Fraser’s leather suitcase in which his possessions, including his last letter, were returned to his widow after the war. Photo: SCMP Pictures

Fraser was awarded the medal in 1946 for his “outstanding courage” and “magnificent conduct” in enduring severe and prolonged torture at the hands of the Japanese prison guards at the Stanley civilian internment camp. Despite vicious beatings, he withheld information that would have implicated his fellow detainees in clandestine operations undertaken receiving information inside the camp and smuggling messages outside.

Other Hong Kong recipients of the George Cross include British army officer Lance Newnham, Indian army captain Mateen Ansari, Douglas Ford of the Royal Scots, and flight lieutenant Hector Gray of the Royal Air Force. Like Fraser, these men plotted a mass escape from prisoner-of-war camps, but as the Japanese grew suspicious, they were tortured or immediately executed for their acts.

The Japanese occupation of Hong Kong began on Christmas Day 1941 and lasted for three and a half years in which many endured hardship and tens of thousands of Hongkongers either starved to death or were executed, raped, or tortured.


The initial wooden cross on Fraser’s grave (right) and his Commonwealth War Graves Commission headstone (left) at Stanley Military Cemetery. Photo: SCMP Pictures

The auction on July 22 could see the medal fetch between £120,000 and £150,000. The lot will include an archive of letters, photographs and newspaper cuttings contained in Fraser’s leather suitcase.

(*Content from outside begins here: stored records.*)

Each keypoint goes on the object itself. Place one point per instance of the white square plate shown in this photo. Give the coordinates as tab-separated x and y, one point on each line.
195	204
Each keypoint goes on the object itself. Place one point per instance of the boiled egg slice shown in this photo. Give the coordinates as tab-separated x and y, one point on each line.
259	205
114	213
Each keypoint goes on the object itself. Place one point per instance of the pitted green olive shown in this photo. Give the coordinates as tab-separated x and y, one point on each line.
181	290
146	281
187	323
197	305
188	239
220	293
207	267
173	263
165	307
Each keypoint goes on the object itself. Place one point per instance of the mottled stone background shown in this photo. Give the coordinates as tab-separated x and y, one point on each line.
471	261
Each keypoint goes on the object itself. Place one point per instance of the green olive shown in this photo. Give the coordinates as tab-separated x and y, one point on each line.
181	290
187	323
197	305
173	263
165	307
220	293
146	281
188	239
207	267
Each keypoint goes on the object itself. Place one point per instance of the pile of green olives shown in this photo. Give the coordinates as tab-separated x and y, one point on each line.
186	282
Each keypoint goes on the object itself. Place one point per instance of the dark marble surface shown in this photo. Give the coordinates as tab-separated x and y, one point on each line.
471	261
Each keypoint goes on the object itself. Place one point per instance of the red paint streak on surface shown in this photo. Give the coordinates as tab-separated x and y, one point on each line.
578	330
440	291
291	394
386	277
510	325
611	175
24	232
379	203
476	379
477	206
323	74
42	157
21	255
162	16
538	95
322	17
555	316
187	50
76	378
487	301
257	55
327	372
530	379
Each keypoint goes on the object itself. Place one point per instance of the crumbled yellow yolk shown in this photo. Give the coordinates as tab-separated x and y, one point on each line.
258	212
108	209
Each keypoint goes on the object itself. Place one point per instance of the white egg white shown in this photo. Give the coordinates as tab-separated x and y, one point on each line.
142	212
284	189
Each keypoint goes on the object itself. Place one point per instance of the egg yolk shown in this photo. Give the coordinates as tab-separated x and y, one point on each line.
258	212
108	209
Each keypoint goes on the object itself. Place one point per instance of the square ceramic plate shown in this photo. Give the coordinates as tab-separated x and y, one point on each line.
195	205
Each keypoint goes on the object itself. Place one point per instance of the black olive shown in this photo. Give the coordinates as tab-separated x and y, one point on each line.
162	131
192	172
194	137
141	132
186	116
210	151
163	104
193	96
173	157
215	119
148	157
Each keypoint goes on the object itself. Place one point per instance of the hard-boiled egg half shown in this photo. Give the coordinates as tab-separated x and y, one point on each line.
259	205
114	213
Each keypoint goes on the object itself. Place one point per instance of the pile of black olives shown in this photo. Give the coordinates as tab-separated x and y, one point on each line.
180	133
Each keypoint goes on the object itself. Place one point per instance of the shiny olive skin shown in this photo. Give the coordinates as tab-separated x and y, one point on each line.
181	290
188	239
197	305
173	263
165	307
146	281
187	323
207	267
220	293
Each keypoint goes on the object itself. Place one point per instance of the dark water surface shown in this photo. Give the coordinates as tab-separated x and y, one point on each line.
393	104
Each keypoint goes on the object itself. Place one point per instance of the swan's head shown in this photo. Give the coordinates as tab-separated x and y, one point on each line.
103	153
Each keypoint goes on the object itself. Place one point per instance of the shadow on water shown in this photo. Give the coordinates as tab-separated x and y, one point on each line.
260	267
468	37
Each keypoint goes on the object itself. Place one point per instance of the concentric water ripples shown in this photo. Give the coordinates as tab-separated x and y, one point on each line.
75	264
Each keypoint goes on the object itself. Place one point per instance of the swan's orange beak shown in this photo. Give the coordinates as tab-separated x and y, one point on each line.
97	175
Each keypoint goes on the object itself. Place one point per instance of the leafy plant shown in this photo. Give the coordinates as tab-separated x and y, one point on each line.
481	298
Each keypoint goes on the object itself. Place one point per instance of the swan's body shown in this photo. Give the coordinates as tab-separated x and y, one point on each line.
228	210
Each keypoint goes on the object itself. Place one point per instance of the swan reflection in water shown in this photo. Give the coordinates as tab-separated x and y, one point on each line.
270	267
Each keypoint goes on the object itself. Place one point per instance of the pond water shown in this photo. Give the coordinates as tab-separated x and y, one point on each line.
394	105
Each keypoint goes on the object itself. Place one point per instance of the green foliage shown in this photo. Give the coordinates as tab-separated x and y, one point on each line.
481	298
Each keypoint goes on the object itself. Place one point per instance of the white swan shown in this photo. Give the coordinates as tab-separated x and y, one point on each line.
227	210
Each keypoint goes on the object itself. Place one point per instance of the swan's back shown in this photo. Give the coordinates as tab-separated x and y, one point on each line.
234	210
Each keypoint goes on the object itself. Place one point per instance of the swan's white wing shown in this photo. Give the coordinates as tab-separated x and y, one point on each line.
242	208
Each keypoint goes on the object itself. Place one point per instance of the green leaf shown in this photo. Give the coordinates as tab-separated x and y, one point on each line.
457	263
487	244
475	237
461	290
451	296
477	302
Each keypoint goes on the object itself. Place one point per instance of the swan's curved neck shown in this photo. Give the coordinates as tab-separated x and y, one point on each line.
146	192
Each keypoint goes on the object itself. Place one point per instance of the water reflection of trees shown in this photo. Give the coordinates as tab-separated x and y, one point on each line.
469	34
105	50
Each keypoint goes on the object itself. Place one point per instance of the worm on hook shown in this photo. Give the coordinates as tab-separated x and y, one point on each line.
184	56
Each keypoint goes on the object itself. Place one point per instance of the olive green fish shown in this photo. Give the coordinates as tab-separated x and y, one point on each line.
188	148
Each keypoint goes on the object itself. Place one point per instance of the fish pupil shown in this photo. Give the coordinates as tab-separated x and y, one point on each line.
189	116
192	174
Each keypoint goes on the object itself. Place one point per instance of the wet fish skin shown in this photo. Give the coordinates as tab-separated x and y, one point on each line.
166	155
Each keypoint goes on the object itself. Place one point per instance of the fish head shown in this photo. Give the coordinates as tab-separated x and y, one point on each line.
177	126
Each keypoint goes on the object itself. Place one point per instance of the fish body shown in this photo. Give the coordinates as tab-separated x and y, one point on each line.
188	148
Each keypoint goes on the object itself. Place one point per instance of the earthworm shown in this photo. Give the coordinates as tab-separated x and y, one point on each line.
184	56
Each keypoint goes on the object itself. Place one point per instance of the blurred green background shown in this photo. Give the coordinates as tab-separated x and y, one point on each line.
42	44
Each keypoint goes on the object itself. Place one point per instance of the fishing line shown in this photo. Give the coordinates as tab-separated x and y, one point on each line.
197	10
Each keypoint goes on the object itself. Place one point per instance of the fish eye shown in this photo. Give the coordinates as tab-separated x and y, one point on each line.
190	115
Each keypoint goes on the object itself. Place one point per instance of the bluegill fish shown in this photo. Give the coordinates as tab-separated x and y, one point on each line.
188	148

Fraser moved to Hong Kong and joined the colonial government in 1919.

In his formative years, after the outbreak of hostilities in the first world war in July 1914, he was commissioned into the 9th battalion of the Royal Scots Fusiliers.

He would transfer to their Machine Gun Corps in 1916, and in June of the same year he went to France where he would win the military cross for his bravery in the Battle of the Somme – one of the bloodiest military battles in history in which one million men were wounded or killed.